En outre, l’action antitrust prend des années. L’affaire antitrust de Microsoft a débuté en 1998 et n’a abouti à une résolution qu’en 2004. La dernière fois que Google a fait face à une action en justice pour avoir prétendument abusé de sa position dominante sur le marché de la recherche, c’était il y a près de dix ans, lorsque le régulateur américain de la concurrence Federal Trade Commission, en 2011, a donné suite à une plainte déposée par un centre d’information sur la confidentialité électronique basé à Washington.
Les marchés ont ignoré l’impact du resserrement réglementaire. Les cours des actions des sociétés dites FAANG – Facebook, Apple, Amazon, Netflix et Google – ont bondi de plus de 45% en 2020, en plus d’une hausse de 75% au cours des trois dernières années.
Quelle pourrait être la répercussion en Inde?
Ce qui est clair, c’est que les nouvelles règles de l’UE pourraient obliger les entreprises technologiques à réorganiser certaines de leurs pratiques dans toutes les zones géographiques, affectant ainsi potentiellement plus que les 27 pays de l’UE et 450 millions de personnes. Il pourrait y avoir un effet d’entraînement, du moins à long terme.

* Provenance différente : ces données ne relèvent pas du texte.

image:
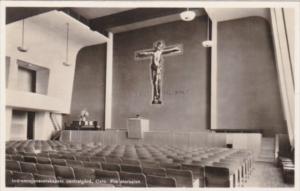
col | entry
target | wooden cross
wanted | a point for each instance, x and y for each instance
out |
(156, 55)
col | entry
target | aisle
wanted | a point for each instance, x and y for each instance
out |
(266, 175)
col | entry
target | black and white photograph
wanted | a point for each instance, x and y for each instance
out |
(149, 94)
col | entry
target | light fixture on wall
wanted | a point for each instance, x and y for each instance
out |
(22, 47)
(207, 43)
(187, 15)
(66, 62)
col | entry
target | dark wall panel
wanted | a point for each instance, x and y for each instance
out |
(89, 84)
(248, 90)
(185, 78)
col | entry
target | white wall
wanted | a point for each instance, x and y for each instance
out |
(45, 40)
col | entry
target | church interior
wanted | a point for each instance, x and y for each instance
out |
(149, 97)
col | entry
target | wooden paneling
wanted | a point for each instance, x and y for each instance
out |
(113, 136)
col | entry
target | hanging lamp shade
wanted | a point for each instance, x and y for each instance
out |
(187, 15)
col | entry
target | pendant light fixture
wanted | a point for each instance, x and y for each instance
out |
(66, 62)
(22, 47)
(207, 43)
(187, 15)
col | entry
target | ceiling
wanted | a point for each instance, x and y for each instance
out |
(224, 14)
(92, 13)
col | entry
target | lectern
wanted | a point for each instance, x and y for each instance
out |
(136, 127)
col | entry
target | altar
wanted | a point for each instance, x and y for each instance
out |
(136, 127)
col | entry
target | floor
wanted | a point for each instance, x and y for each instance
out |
(266, 175)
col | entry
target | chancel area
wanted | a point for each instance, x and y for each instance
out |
(149, 97)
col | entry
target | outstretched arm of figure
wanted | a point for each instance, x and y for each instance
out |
(175, 49)
(144, 53)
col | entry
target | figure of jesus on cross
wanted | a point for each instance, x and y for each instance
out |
(156, 55)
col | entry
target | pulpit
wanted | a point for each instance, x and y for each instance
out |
(136, 127)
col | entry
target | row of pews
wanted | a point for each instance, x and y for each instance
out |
(55, 163)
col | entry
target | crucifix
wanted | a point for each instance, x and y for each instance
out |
(156, 55)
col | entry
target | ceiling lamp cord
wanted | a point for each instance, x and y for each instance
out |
(208, 42)
(187, 15)
(22, 48)
(66, 63)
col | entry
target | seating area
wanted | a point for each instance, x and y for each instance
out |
(288, 169)
(54, 163)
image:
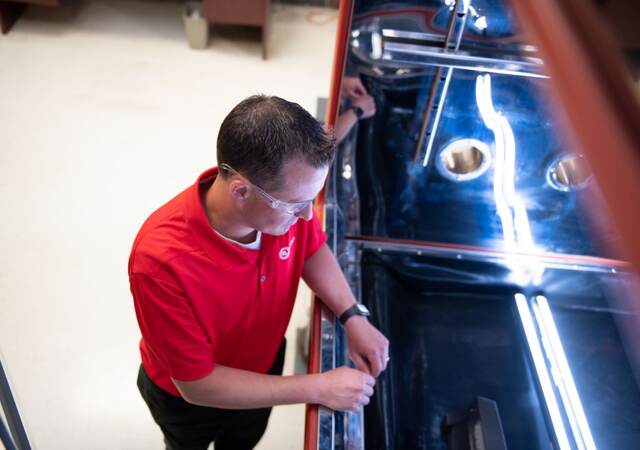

Déjà, en Inde, il y a une surveillance réglementaire croissante de ces entreprises.
* En novembre, la Commission indienne de la concurrence (CCI) a ouvert une enquête sur des allégations d’abus de position dominante de la part de l’entreprise pour promouvoir son application de paiement, Google Pay – la troisième grande enquête antitrust ordonnée par le régulateur contre l’entreprise.
* Plus tôt en octobre, la CCI avait reçu des informations selon lesquelles Google abusait de sa position dominante dans le Android-le marché de la télévision en créant des barrières pour les entreprises souhaitant utiliser ou modifier ses systèmes d’exploitation Android pour leurs téléviseurs intelligents.
* Et en juin 2019, la CCI avait déclaré que Google avait «abusé» de sa position dominante sur le marché domestique des smartphones en réduisant la capacité des équipements d’origine et des marqueurs de téléphones portables à opter pour des versions alternatives de son système d’exploitation mobile Android. Il avait alors demandé une enquête détaillée.
* En 2018, CCI avait lancé une enquête et avait infligé une amende de 136 crore à Google Rs 136 pour «biais de recherche» et donner un espace «indu» à son option de vols sur sa page d’accueil de recherche, au-delà d’autres concurrents du marché. L’ordonnance du régulateur a cependant été suspendue par le Tribunal d’appel national du droit des sociétés, où l’affaire est entendue.